# new MTH freight set not running



## Clair (Aug 29, 2014)

Hi --
New to DCC and thought I might find some suggestions here:

Track is connected solidly, terminal wires to track look good. Everything is plugged in and have tried several wall sockets (in spite of the fact that the light came on the first time!).
The track is just one oval, so this shouldn't be rocket science.

Don't know where to look, since this is brand new just out of the box. I even looked for an on/off switch on the engine -- that's how new I am to DCC.

Very frustrating.

So glad and grateful for anything I can look at for issues.

Thanks much.

Clair


----------



## Clair (Aug 29, 2014)

Oh, I think I need to add that the retail box was inside what looks to be the original packing box as it would have been shipped from MTH, the shipping box was bigger still.

However, the packing box looks to have been opened AND resealed again. I'm wondering now if this was returned before??? Can't be they would send it out again without testing?


----------



## DonR (Oct 18, 2012)

Is this the DCS system you have?

http://www.wholesaletrains.com/Deta...s3mPxFHBt4jlnmlOgFpXyhAxXUUDr3-OKgaAoBs8P8HAQ

If not tell us the model of the controller that you have.

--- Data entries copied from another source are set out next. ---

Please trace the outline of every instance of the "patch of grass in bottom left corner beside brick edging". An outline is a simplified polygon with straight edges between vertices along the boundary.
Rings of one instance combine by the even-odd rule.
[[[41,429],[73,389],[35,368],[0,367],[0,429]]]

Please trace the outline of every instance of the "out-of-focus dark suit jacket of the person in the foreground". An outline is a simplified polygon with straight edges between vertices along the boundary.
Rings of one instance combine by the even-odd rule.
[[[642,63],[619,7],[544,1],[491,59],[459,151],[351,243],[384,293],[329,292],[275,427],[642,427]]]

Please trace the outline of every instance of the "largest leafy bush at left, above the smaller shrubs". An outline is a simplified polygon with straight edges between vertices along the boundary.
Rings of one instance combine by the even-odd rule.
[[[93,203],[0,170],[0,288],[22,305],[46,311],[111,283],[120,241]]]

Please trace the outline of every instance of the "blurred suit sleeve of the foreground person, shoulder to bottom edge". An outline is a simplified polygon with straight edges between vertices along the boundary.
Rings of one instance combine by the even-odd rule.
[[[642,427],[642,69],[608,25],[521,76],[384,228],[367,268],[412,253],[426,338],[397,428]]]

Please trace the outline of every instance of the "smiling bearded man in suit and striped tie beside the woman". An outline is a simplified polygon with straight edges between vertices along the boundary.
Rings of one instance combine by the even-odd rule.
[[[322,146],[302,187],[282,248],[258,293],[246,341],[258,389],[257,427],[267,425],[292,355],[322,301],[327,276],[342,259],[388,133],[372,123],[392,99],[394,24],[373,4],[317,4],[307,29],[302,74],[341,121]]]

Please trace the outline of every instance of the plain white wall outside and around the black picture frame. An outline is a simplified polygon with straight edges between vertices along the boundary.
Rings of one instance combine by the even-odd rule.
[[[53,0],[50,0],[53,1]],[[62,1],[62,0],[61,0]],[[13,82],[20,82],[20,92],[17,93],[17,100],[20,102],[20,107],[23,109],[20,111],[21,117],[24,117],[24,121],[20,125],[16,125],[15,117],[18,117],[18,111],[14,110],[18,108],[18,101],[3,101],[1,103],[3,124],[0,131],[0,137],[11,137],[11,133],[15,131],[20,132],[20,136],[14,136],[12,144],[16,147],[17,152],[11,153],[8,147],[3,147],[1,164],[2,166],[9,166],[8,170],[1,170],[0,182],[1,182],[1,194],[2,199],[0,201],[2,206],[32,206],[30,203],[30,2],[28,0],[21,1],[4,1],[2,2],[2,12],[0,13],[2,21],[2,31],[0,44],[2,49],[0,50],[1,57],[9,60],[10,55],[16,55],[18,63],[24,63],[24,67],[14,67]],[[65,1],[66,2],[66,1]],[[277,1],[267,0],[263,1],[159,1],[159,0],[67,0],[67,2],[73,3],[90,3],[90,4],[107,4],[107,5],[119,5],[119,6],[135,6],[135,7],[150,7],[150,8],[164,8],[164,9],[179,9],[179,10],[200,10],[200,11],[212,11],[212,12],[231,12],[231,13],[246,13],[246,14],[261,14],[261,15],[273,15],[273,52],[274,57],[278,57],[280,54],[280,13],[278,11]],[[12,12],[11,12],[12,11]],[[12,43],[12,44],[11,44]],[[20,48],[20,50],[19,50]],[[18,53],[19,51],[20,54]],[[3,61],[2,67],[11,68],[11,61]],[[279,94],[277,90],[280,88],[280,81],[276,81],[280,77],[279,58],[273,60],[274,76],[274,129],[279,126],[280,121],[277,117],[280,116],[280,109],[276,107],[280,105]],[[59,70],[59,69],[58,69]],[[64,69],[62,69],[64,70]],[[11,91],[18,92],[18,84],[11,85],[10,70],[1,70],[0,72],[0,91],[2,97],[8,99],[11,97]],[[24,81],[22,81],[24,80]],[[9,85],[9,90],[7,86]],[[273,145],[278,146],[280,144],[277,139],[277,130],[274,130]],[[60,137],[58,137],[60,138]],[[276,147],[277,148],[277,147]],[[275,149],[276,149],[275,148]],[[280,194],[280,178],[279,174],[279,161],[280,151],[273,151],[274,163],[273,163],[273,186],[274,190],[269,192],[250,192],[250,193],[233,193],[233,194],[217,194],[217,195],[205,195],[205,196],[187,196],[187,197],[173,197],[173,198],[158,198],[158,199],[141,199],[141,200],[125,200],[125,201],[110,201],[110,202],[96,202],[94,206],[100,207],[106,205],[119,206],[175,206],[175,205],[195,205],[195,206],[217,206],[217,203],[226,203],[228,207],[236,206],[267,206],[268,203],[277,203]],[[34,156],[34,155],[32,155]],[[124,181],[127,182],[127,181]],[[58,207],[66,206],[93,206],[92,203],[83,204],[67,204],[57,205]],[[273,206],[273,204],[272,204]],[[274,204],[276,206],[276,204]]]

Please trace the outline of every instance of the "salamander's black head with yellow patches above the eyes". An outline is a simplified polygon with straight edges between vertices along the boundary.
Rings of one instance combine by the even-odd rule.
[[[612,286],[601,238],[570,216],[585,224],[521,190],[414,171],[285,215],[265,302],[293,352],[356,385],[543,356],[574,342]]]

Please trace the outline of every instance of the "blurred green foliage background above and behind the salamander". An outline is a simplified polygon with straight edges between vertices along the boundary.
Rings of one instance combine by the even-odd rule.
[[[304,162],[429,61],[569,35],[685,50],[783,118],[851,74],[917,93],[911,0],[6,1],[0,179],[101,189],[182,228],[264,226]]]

The first thing I would do is test the output of
the controller. You should get something around
14 volts AC on the track.

If you get that then I would suggest re-reading the manual.

There are certain steps that may be required when you
first set up your train. If, for example, the loco has an
address #3 (which is usually the default address on DCC
locos), you would have to enter that to first be in contact
with the loco. If, in fact, someone has previously used
the loco they may have changed the address to something
else. If so, the manual should tell you how to reset
the decoder to default settings.

I am not personally knowledgeable about MTS DCS system
but there are Forum members who are. Our Mod GunrunnerJohn is a
tech for them. If you are unable to get things going after
re-reading the owners manual one of them should be of
assistance.

Don


----------



## Clair (Aug 29, 2014)

Hi Don --
Nothing so fancy -- it is their simple beginner's set. I talked to Mo at modeltrainstuff and I am sending it back. He was very nice -- but the set is dead in the water. 
So I've boxed it up ready to go. (The controller's look was much like the old DC system - a knob and a forward/reverse switch. ) 

Anyway, it was good to find out that they are such a good dealer. That's valuable info for sure!

Thanks for your reply.
Clair


----------



## DonR (Oct 18, 2012)

There seems to be some differences between the DCS system
and the DCC systems of Digitrax, NCE and Bachmann among others.

If you can find the train you like using one of those systems you
might do well.

Don


----------